— Я останусь в комнате, которую почти тридцать лет делил с Морин, — ответил Чарльз, и его упрямое выражение лица не оставляло никаких сомнений в том, что его невозможно в этом переубедить.
— Как хочешь. Это просто предложение… Отец, надо поговорить о Рождестве.
— О Рождестве? Ты хочешь поговорить о Рождестве?
— Из-за Джорджа. — Фрэнсис пододвинула обтянутую бархатом скамеечку для ног и села на нее. — У него не всё в порядке. Он пережил нечто страшное. И должен сейчас почувствовать, что вернулся домой. Ради него нам надо собраться всем вместе. Ты понимаешь?
По его глазам она поняла, что сейчас его все это вообще не интересует.
«Джордж — твой сын, — подумала она со злостью, — он не должен сейчас замыкаться в себе».
— Речь не идет о каком-то веселом празднике. Это совершенно исключено. Но нам надо сделать индейку и украсить дом. Мама… она очень этого хотела бы.
— Делай все, что считаешь нужным, — сказал Чарльз.
Фрэнсис подавила в себе вздох. Виктория, продолжающая беспрерывно рыдать. И Чарльз, который, словно старый больной человек, сидит в кресле, проявляя полное равнодушие. Как Джордж мог здесь поправиться?
Некоторое время оба они молчали. Во всем доме не было слышно ни звука, лишь негромкое потрескивание поленьев в камине нарушало тишину. Фрэнсис не могла вспомнить, когда в Уэстхилле было так тихо.

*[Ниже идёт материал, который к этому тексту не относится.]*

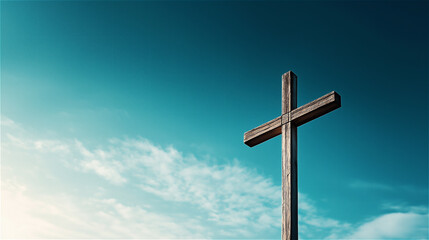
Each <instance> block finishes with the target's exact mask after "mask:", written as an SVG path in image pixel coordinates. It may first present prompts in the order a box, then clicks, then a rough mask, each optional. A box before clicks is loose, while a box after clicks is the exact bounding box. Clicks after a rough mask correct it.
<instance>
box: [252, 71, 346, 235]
mask: <svg viewBox="0 0 429 240" xmlns="http://www.w3.org/2000/svg"><path fill="white" fill-rule="evenodd" d="M296 82H297V77H296V75H295V74H294V73H293V72H292V71H289V72H287V73H285V74H283V76H282V115H281V116H280V117H277V118H275V119H273V120H271V121H269V122H267V123H265V124H262V125H261V126H259V127H257V128H254V129H252V130H250V131H248V132H246V133H245V134H244V143H245V144H247V145H248V146H250V147H253V146H255V145H257V144H259V143H262V142H264V141H266V140H268V139H270V138H273V137H275V136H277V135H279V134H280V133H281V134H282V236H281V237H282V240H297V239H298V165H297V154H298V151H297V150H298V147H297V143H298V142H297V131H298V130H297V129H298V126H300V125H302V124H304V123H306V122H309V121H311V120H313V119H315V118H318V117H320V116H322V115H324V114H326V113H328V112H330V111H332V110H335V109H337V108H339V107H341V97H340V95H339V94H338V93H336V92H331V93H328V94H326V95H325V96H322V97H320V98H318V99H316V100H314V101H312V102H310V103H308V104H305V105H304V106H301V107H299V108H296V99H297V83H296Z"/></svg>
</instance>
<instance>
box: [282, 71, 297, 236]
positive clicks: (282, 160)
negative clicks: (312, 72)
mask: <svg viewBox="0 0 429 240" xmlns="http://www.w3.org/2000/svg"><path fill="white" fill-rule="evenodd" d="M296 81H297V77H296V75H295V74H294V73H293V72H292V71H289V72H287V73H285V74H283V76H282V116H284V115H289V112H291V111H293V110H294V109H295V108H296V99H297V84H296ZM286 119H287V120H288V121H287V122H283V123H282V240H297V239H298V201H297V200H298V191H297V186H298V185H297V184H298V183H297V182H298V178H297V173H298V171H297V141H296V140H297V127H296V126H295V124H294V123H293V122H291V121H290V119H289V117H287V118H286Z"/></svg>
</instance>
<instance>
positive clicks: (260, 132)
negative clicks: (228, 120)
mask: <svg viewBox="0 0 429 240" xmlns="http://www.w3.org/2000/svg"><path fill="white" fill-rule="evenodd" d="M281 126H282V123H281V116H280V117H278V118H275V119H273V120H271V121H269V122H267V123H264V124H262V125H261V126H259V127H256V128H254V129H252V130H250V131H248V132H246V133H245V134H244V143H245V144H246V145H247V146H249V147H253V146H255V145H258V144H260V143H262V142H265V141H267V140H268V139H270V138H273V137H275V136H277V135H280V134H281V133H282V128H281Z"/></svg>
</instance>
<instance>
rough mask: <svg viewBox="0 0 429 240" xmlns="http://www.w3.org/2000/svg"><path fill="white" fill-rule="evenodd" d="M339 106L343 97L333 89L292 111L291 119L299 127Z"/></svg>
mask: <svg viewBox="0 0 429 240" xmlns="http://www.w3.org/2000/svg"><path fill="white" fill-rule="evenodd" d="M339 107H341V97H340V95H339V94H338V93H336V92H334V91H333V92H330V93H328V94H326V95H324V96H322V97H320V98H318V99H316V100H314V101H312V102H310V103H307V104H305V105H303V106H301V107H299V108H297V109H294V110H293V111H291V113H290V121H292V122H293V123H294V124H295V125H296V126H297V127H298V126H301V125H302V124H304V123H307V122H309V121H311V120H313V119H315V118H318V117H320V116H322V115H324V114H326V113H329V112H331V111H333V110H335V109H337V108H339Z"/></svg>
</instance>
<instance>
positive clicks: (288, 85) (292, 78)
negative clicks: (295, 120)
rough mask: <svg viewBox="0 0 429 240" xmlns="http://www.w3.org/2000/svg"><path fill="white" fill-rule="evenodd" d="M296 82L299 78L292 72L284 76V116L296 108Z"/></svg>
mask: <svg viewBox="0 0 429 240" xmlns="http://www.w3.org/2000/svg"><path fill="white" fill-rule="evenodd" d="M296 81H297V76H296V75H295V73H293V72H292V71H289V72H287V73H285V74H283V75H282V114H285V113H288V112H290V111H292V110H293V109H295V108H296V93H297V89H296V88H297V84H296ZM293 96H294V97H293Z"/></svg>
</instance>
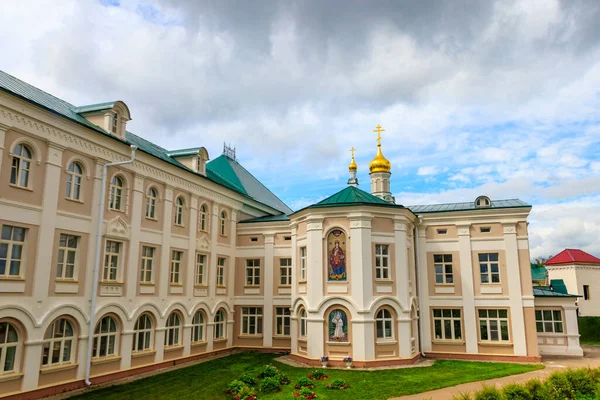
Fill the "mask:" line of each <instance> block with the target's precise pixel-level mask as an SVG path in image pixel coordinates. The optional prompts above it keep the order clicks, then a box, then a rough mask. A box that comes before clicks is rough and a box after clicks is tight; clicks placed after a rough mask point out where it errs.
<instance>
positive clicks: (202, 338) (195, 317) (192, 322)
mask: <svg viewBox="0 0 600 400" xmlns="http://www.w3.org/2000/svg"><path fill="white" fill-rule="evenodd" d="M204 332H206V320H205V318H204V313H203V312H202V311H200V310H198V311H196V314H194V318H193V319H192V343H195V342H204V341H205V340H206V339H205V338H204Z"/></svg>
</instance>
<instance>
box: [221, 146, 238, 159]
mask: <svg viewBox="0 0 600 400" xmlns="http://www.w3.org/2000/svg"><path fill="white" fill-rule="evenodd" d="M223 155H224V156H225V157H227V158H230V159H232V160H233V161H236V160H235V147H231V143H230V144H226V143H225V142H223Z"/></svg>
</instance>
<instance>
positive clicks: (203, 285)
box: [196, 254, 207, 286]
mask: <svg viewBox="0 0 600 400" xmlns="http://www.w3.org/2000/svg"><path fill="white" fill-rule="evenodd" d="M206 282H207V280H206V255H204V254H196V285H198V286H204V285H206Z"/></svg>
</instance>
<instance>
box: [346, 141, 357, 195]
mask: <svg viewBox="0 0 600 400" xmlns="http://www.w3.org/2000/svg"><path fill="white" fill-rule="evenodd" d="M355 151H356V149H355V148H354V147H353V148H351V149H350V152H351V153H352V161H350V165H349V166H348V171H350V179H348V186H354V187H358V178H357V177H356V171H358V165H356V161H354V152H355Z"/></svg>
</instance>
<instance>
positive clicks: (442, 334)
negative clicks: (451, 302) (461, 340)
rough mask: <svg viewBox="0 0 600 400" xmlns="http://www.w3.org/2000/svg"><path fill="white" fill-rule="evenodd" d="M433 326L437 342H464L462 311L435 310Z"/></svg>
mask: <svg viewBox="0 0 600 400" xmlns="http://www.w3.org/2000/svg"><path fill="white" fill-rule="evenodd" d="M433 326H434V332H435V339H436V340H462V318H461V312H460V309H449V308H441V309H433Z"/></svg>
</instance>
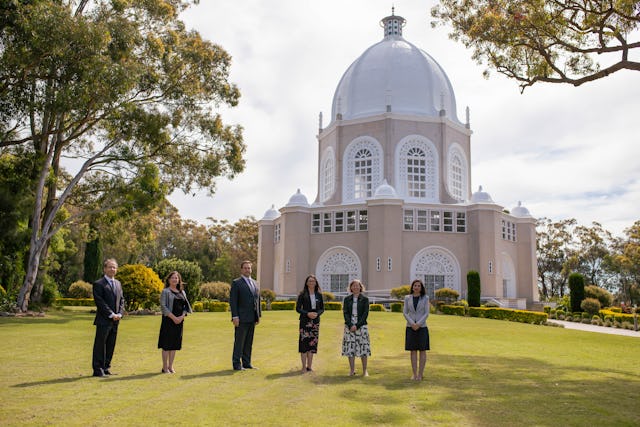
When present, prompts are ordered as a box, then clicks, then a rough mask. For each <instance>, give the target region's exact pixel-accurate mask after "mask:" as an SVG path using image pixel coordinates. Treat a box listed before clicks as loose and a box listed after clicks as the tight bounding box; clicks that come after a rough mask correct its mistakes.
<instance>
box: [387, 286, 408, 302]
mask: <svg viewBox="0 0 640 427" xmlns="http://www.w3.org/2000/svg"><path fill="white" fill-rule="evenodd" d="M410 293H411V286H409V285H403V286H398V287H397V288H393V289H391V292H390V294H391V296H392V297H394V298H398V299H404V297H405V296H407V295H409V294H410Z"/></svg>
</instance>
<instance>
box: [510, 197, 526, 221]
mask: <svg viewBox="0 0 640 427" xmlns="http://www.w3.org/2000/svg"><path fill="white" fill-rule="evenodd" d="M511 215H513V216H517V217H520V218H522V217H530V216H531V214H530V213H529V209H527V208H525V207H524V206H522V202H520V201H519V202H518V206H516V207H515V208H513V209H511Z"/></svg>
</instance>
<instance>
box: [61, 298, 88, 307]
mask: <svg viewBox="0 0 640 427" xmlns="http://www.w3.org/2000/svg"><path fill="white" fill-rule="evenodd" d="M54 304H55V305H57V306H60V307H63V306H65V305H66V306H68V307H69V306H71V307H91V306H94V305H95V303H94V302H93V298H56V300H55V303H54Z"/></svg>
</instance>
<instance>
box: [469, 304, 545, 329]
mask: <svg viewBox="0 0 640 427" xmlns="http://www.w3.org/2000/svg"><path fill="white" fill-rule="evenodd" d="M469 316H471V317H483V318H485V319H497V320H509V321H511V322H521V323H533V324H536V325H537V324H544V323H546V322H547V319H548V315H547V313H541V312H539V311H527V310H513V309H510V308H494V307H491V308H487V307H469Z"/></svg>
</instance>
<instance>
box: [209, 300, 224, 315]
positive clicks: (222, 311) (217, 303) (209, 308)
mask: <svg viewBox="0 0 640 427" xmlns="http://www.w3.org/2000/svg"><path fill="white" fill-rule="evenodd" d="M207 308H208V310H209V311H212V312H226V311H229V303H228V302H226V301H209V303H208V304H207Z"/></svg>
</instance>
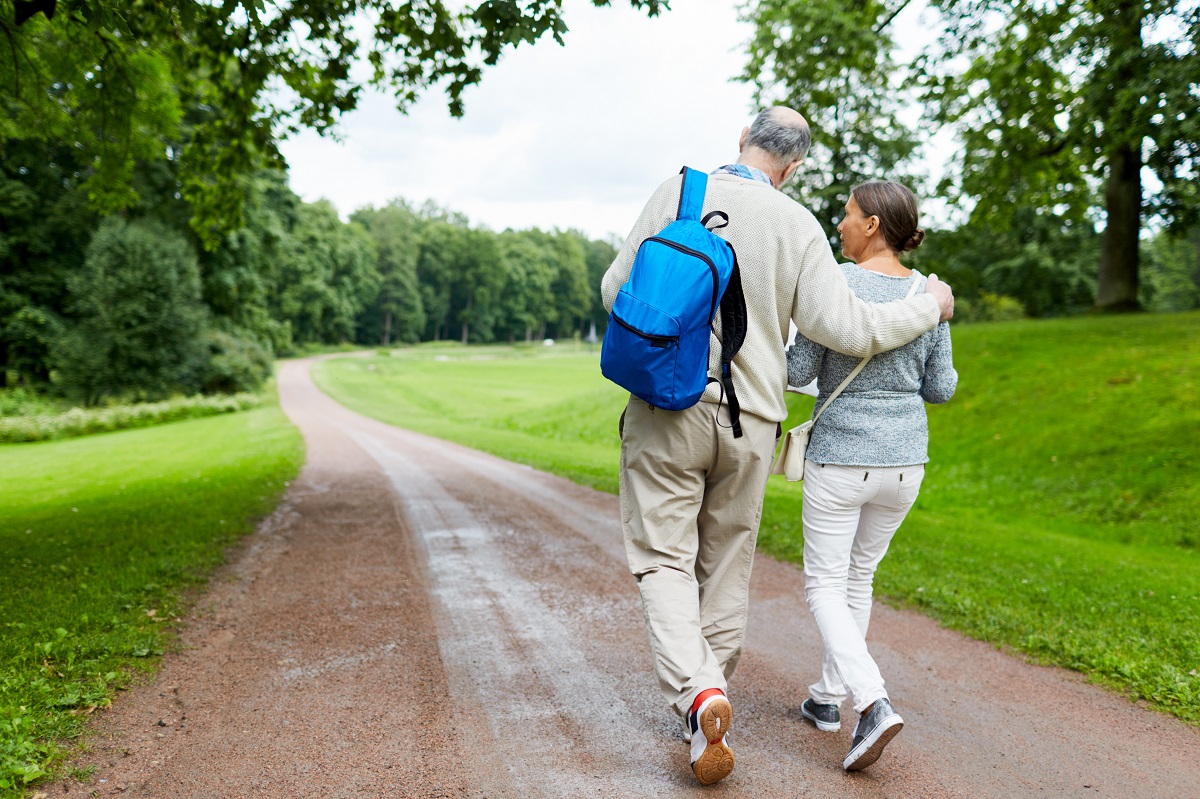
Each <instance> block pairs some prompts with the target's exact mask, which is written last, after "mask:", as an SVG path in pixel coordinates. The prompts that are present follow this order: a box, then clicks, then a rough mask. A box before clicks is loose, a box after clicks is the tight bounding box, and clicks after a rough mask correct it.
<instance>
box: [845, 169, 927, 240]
mask: <svg viewBox="0 0 1200 799" xmlns="http://www.w3.org/2000/svg"><path fill="white" fill-rule="evenodd" d="M850 196H851V197H853V198H854V202H856V203H858V208H860V209H862V210H863V214H864V215H866V216H875V217H878V220H880V233H882V234H883V241H886V242H887V245H888V247H889V248H890V250H892V252H895V253H901V252H907V251H910V250H916V248H917V247H919V246H920V242H922V240H923V239H924V238H925V232H924V230H922V229H920V228H918V227H917V197H916V196H914V194H913V193H912V191H910V188H908V187H907V186H904V185H901V184H898V182H895V181H894V180H869V181H866V182H865V184H858V185H857V186H854V187H853V188H851V190H850Z"/></svg>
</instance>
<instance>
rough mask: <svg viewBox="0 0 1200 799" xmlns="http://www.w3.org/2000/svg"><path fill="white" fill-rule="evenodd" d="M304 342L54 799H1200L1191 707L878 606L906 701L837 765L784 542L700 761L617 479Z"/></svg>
mask: <svg viewBox="0 0 1200 799" xmlns="http://www.w3.org/2000/svg"><path fill="white" fill-rule="evenodd" d="M308 366H310V361H293V362H288V364H287V365H286V366H284V368H283V371H282V374H281V377H280V391H281V396H282V399H283V407H284V409H286V411H287V413H288V415H289V416H290V417H292V419H293V420H294V421H295V422H296V425H299V427H300V429H301V431H302V432H304V434H305V438H306V440H307V443H308V461H307V465H306V467H305V469H304V471H302V473H301V475H300V477H299V479H298V480H296V481H295V482H294V483H293V486H292V489H290V492H289V493H288V497H287V499H286V501H284V503H283V505H282V506H281V509H280V510H278V512H277V513H276V515H275V516H274V517H272V518H271V519H269V521H268V522H266V523H265V524H264V525H263V527H262V529H260V530H259V531H258V533H256V534H254V535H253V536H252V537H251V539H250V543H248V547H247V548H246V549H245V551H244V552H242V554H241V555H240V557H239V558H238V559H236V561H235V563H233V564H232V565H230V566H229V567H228V569H226V570H224V572H222V575H221V576H220V578H218V579H216V581H215V582H214V585H212V589H211V591H210V593H209V594H208V595H206V596H205V597H204V599H203V600H202V601H200V602H199V605H198V606H197V608H196V613H194V614H193V617H192V619H191V620H190V624H188V629H187V631H186V632H185V636H184V638H185V644H186V648H185V650H184V651H182V653H180V654H173V655H168V656H167V659H166V663H164V667H163V669H162V672H161V674H160V677H158V679H157V680H156V681H155V683H154V684H151V685H145V686H142V687H139V689H137V690H134V691H131V692H130V693H126V695H122V696H120V697H119V698H118V701H116V703H115V707H114V709H113V710H112V711H110V713H108V714H106V715H104V717H103V719H102V720H100V722H98V729H100V733H101V734H100V735H97V737H96V738H94V739H92V740H91V743H90V753H89V758H90V762H92V763H95V764H97V765H98V769H97V771H96V774H95V775H94V776H92V779H91V782H90V783H88V785H80V783H78V782H66V783H59V785H54V786H47V787H43V788H42V791H44V792H46V793H47V794H48V795H49V797H56V795H66V797H82V795H101V797H108V795H128V797H134V795H136V797H161V798H168V797H169V798H181V799H184V798H187V799H200V798H214V799H215V798H232V797H254V798H256V799H276V798H278V799H284V798H287V799H292V798H300V797H304V798H308V797H313V798H318V797H319V798H320V799H338V798H346V797H422V798H425V797H428V798H433V797H480V798H482V797H486V798H490V799H500V798H506V797H512V798H516V797H569V798H576V797H616V798H624V797H629V798H637V797H679V795H696V797H700V795H706V797H755V798H758V797H838V798H839V799H840V798H854V797H870V798H881V799H882V798H884V797H886V798H888V799H906V798H914V799H916V798H920V799H925V798H935V797H962V798H967V799H976V798H988V797H996V798H1006V799H1007V798H1013V797H1114V798H1130V797H1146V798H1153V799H1158V798H1163V799H1166V798H1170V799H1184V798H1192V797H1200V731H1198V729H1194V728H1190V727H1187V726H1184V725H1182V723H1180V722H1177V721H1174V720H1171V719H1168V717H1164V716H1160V715H1158V714H1154V713H1150V711H1146V710H1144V709H1140V708H1138V707H1135V705H1132V704H1130V703H1128V702H1127V701H1124V699H1122V698H1120V697H1116V696H1112V695H1110V693H1108V692H1105V691H1102V690H1099V689H1097V687H1093V686H1090V685H1087V684H1085V683H1084V681H1082V680H1081V679H1079V678H1078V675H1074V674H1070V673H1067V672H1062V671H1057V669H1050V668H1039V667H1033V666H1028V665H1026V663H1022V662H1020V661H1018V660H1015V659H1013V657H1009V656H1007V655H1003V654H1001V653H998V651H996V650H995V649H992V648H991V647H989V645H986V644H982V643H978V642H973V641H967V639H965V638H962V637H960V636H958V635H955V633H952V632H947V631H944V630H941V629H938V627H937V626H936V625H935V624H934V623H931V621H930V620H929V619H925V618H923V617H920V615H916V614H912V613H904V612H898V611H894V609H890V608H887V607H883V606H877V611H876V615H875V617H874V619H872V621H871V645H872V650H874V653H875V654H876V657H877V660H878V661H880V665H881V667H882V671H883V673H884V674H886V675H887V678H888V685H889V689H890V691H892V696H893V701H894V702H895V704H896V707H898V708H899V709H900V711H901V713H902V714H904V716H905V720H906V722H907V723H906V726H905V729H904V732H902V733H901V734H900V735H899V737H898V738H896V740H895V743H893V744H892V746H889V747H888V751H887V753H886V755H884V757H883V759H881V761H880V763H878V764H876V765H874V767H871V768H870V769H868V770H865V771H862V773H858V774H854V775H847V774H845V773H844V771H842V770H841V768H840V764H841V759H842V757H844V756H845V753H846V750H847V749H848V741H850V735H851V732H850V727H851V725H844V727H842V731H841V732H840V733H836V734H829V733H818V732H816V731H815V729H814V728H812V727H811V726H809V725H806V723H804V722H803V721H802V720H800V716H799V709H798V708H799V704H800V702H802V701H803V698H804V697H805V696H806V684H808V683H809V681H810V678H811V677H812V675H814V674H815V673H816V669H817V667H818V661H820V651H818V649H817V648H815V644H816V642H817V641H818V636H817V631H816V627H815V625H814V624H812V621H811V617H810V615H809V613H808V611H806V609H805V607H804V603H803V590H802V587H803V583H802V578H800V575H799V573H798V572H797V570H796V569H794V566H791V565H786V564H780V563H776V561H774V560H770V559H768V558H758V560H757V563H756V565H755V570H756V571H755V577H754V589H755V590H754V601H752V606H751V630H750V636H749V641H748V647H746V654H745V656H744V657H743V659H742V663H740V666H739V668H738V673H737V675H736V677H734V681H733V684H732V686H731V698H732V701H733V705H734V727H733V734H732V735H731V739H732V743H733V746H734V751H736V753H737V757H738V767H737V769H736V770H734V773H733V775H732V776H731V777H730V779H728V780H726V781H724V782H721V783H719V785H716V786H713V787H710V788H700V787H698V786H696V785H695V783H694V781H692V780H691V777H690V773H689V769H688V762H686V757H688V749H686V746H685V745H684V744H683V743H682V740H680V737H679V732H680V731H679V728H678V725H677V722H676V721H674V720H673V717H672V716H671V714H670V713H668V711H667V710H666V708H665V705H664V703H662V701H661V697H660V696H659V693H658V689H656V687H655V684H654V679H653V677H652V673H650V668H649V655H648V647H647V642H646V636H644V632H643V630H642V620H641V608H640V603H638V599H637V591H636V588H635V584H634V581H632V578H631V577H629V575H628V572H626V571H625V566H624V555H623V549H622V545H620V529H619V524H618V512H617V499H616V498H614V497H611V495H607V494H600V493H596V492H593V491H589V489H586V488H581V487H578V486H575V485H572V483H569V482H566V481H564V480H560V479H557V477H552V476H548V475H545V474H541V473H539V471H534V470H533V469H529V468H526V467H520V465H514V464H511V463H506V462H504V461H499V459H497V458H493V457H491V456H486V455H482V453H479V452H475V451H472V450H468V449H463V447H460V446H456V445H452V444H446V443H444V441H437V440H433V439H430V438H425V437H422V435H418V434H415V433H409V432H406V431H401V429H397V428H394V427H389V426H386V425H383V423H380V422H377V421H373V420H370V419H365V417H362V416H359V415H356V414H354V413H352V411H349V410H347V409H344V408H343V407H341V405H338V404H337V403H335V402H332V401H331V399H329V398H328V397H325V396H324V395H323V394H320V392H319V391H318V390H317V389H316V388H314V386H313V384H312V382H311V380H310V378H308Z"/></svg>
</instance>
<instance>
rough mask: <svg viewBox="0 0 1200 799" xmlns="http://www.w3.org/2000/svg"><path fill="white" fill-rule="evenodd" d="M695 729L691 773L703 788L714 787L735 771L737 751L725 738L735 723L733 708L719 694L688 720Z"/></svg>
mask: <svg viewBox="0 0 1200 799" xmlns="http://www.w3.org/2000/svg"><path fill="white" fill-rule="evenodd" d="M688 721H689V727H691V771H692V774H695V775H696V780H697V781H698V782H700V783H701V785H713V783H714V782H720V781H721V780H724V779H725V777H727V776H730V773H731V771H732V770H733V750H731V749H730V745H728V743H727V741H726V740H725V735H726V734H727V733H728V731H730V725H731V723H732V722H733V705H731V704H730V701H728V699H727V698H725V696H724V695H721V693H718V695H715V696H710V697H708V698H707V699H704V702H702V703H701V705H700V707H698V708H696V709H695V710H694V711H692V713H691V714H690V715H689V717H688Z"/></svg>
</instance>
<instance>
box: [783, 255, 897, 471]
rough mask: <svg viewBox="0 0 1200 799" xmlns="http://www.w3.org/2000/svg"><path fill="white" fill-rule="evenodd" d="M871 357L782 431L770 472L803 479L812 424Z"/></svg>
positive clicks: (811, 427)
mask: <svg viewBox="0 0 1200 799" xmlns="http://www.w3.org/2000/svg"><path fill="white" fill-rule="evenodd" d="M919 281H920V275H914V276H913V278H912V286H910V287H908V294H907V295H906V296H905V299H906V300H907V299H910V298H912V295H913V294H916V293H917V283H918V282H919ZM871 358H872V356H871V355H868V356H866V358H864V359H863V360H860V361H859V362H858V366H856V367H854V371H853V372H851V373H850V374H847V376H846V379H845V380H842V382H841V384H840V385H839V386H838V388H836V389H834V392H833V394H830V395H829V398H828V399H827V401H826V403H824V404H823V405H821V410H818V411H817V415H816V416H814V417H812V419H810V420H809V421H806V422H804V423H803V425H797V426H796V427H793V428H792V429H790V431H787V432H786V433H784V443H782V444H781V445H780V447H779V457H776V458H775V465H773V467H772V468H770V473H772V474H781V475H784V477H785V479H786V480H787V481H788V482H798V481H800V480H804V453H805V451H806V450H808V449H809V437H810V435H811V434H812V426H814V425H816V423H817V420H818V419H821V414H823V413H824V411H826V409H827V408H828V407H829V405H830V404H833V401H834V399H836V398H838V397H839V396H840V395H841V392H842V390H845V388H846V386H847V385H850V384H851V382H852V380H853V379H854V378H857V377H858V373H859V372H862V371H863V367H864V366H866V365H868V364H869V362H870V360H871Z"/></svg>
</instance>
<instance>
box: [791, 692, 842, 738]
mask: <svg viewBox="0 0 1200 799" xmlns="http://www.w3.org/2000/svg"><path fill="white" fill-rule="evenodd" d="M800 715H802V716H804V717H805V719H808V720H809V721H811V722H812V723H815V725H816V726H817V729H820V731H821V732H838V731H839V729H841V713H839V711H838V705H836V704H817V703H816V702H814V701H812V697H809V698H808V699H805V701H804V704H802V705H800Z"/></svg>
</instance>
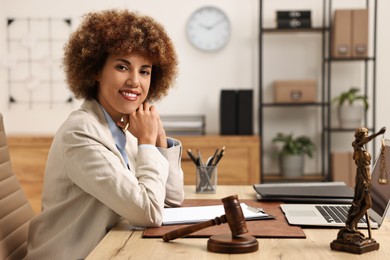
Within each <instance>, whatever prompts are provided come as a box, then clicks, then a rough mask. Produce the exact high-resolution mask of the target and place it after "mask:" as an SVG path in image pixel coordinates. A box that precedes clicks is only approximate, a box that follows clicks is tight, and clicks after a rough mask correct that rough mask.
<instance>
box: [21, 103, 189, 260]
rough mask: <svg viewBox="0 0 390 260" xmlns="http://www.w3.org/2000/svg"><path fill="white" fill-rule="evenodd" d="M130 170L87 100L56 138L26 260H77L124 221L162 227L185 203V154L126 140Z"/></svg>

Лаяла собака, Морин все время что-то напевала, Чарльз без конца рассуждал о политике, Виктория бегала вверх и вниз по лестнице, Джордж то и дело заглядывал в кухню, пытаясь выманить у Аделины что-то съедобное, та ругалась, а бабушка Кейт, которая таинственным образом была в курсе всего, что происходило вокруг, присоединялась к Аделине. Где-то хлопала дверь, кто-то спотыкался о лежащие на полу предметы… Дом был полон голосов, смеха, а иногда и серьезных ссор.
Эта могильная тишина, которая теперь царила в доме, была противоестественной. Она не соответствовала тому, что здесь всегда происходило, была тяжелой и давящей. У Фрэнсис опять возникла потребность вскочить и распахнуть окно, но она сдержала себя. Возможно, это не понравилось бы отцу.
— Она была моей жизнью, — неожиданно сказал Чарльз. Это прозвучало так искренне, что Фрэнсис вздрогнула. — Она была моей жизнью, — повторил он тихо. — А теперь все кончено.
В желудке Фрэнсис опять возник спазм, но на сей раз дело было не в алкоголе.
— Не все кончено, — сказала она. — Ты не один. У тебя есть мы. Виктория, Джордж и я. Мы тоже часть тебя и твоей жизни.
Боль сделала отца бесчувственным.
— Вы — не часть моей жизни, — сказал он, — вы идете своей дорогой.